Cette fouille ou perquisition a nui considérablement à la vie privée du défendeur, à sa liberté, à sa dignité. Il était chez lui et n’avait pas donné une autorisation à ceux-ci de se présenter à sa porte d’entrée, à la vue du public.

Cet élément milite en faveur de l’exclusion de la preuve.

3)   L’intérêt à ce que le défendeur subisse son procès.

Il est vrai que la société a intérêt à ce que la conduite d’un véhicule à moteur alors que les capacités du conducteur sont affaiblies par l’alcool ou que son taux d’alcoolémie dépasse la limite permise soit sanctionnée; il est vrai que cette situation est considérée comme un fléau sur les routes du Canada.

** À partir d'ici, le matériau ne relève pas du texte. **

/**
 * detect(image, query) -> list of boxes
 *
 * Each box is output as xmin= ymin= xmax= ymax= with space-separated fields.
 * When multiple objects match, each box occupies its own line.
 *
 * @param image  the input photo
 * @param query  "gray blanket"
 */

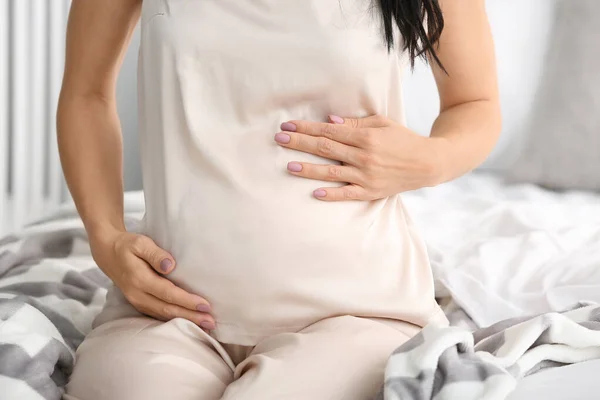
xmin=0 ymin=215 xmax=133 ymax=400
xmin=378 ymin=303 xmax=600 ymax=400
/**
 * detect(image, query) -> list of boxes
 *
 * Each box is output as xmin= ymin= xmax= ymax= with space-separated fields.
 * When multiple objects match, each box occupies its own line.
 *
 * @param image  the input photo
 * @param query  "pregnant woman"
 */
xmin=59 ymin=0 xmax=500 ymax=399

Il est par ailleurs aussi vrai de prétendre que le défendeur était chez lui lorsque les policiers s’y présentent afin de vérifier sa sobriété.

Les policiers auraient pu obtenir rapidement un mandat de perquisition.

Cet élément milite en faveur de l’exclusion de la preuve.

[48]      En considération des critères ci-dessus, le Tribunal croit qu’admettre la preuve obtenue suite à cette violation de l’article 8 de La Charte déconsidérerait l’administration de la justice.

 

POUR CES MOTIFS, LE TRIBUNAL:

DÉCLARE illégales et abusives la fouille, l’arrestation et la détention du défendeur.

EXCLUT la preuve obtenue suite à cette violation.

 DÉCLARE inadmissibles en preuve les déclarations du défendeur.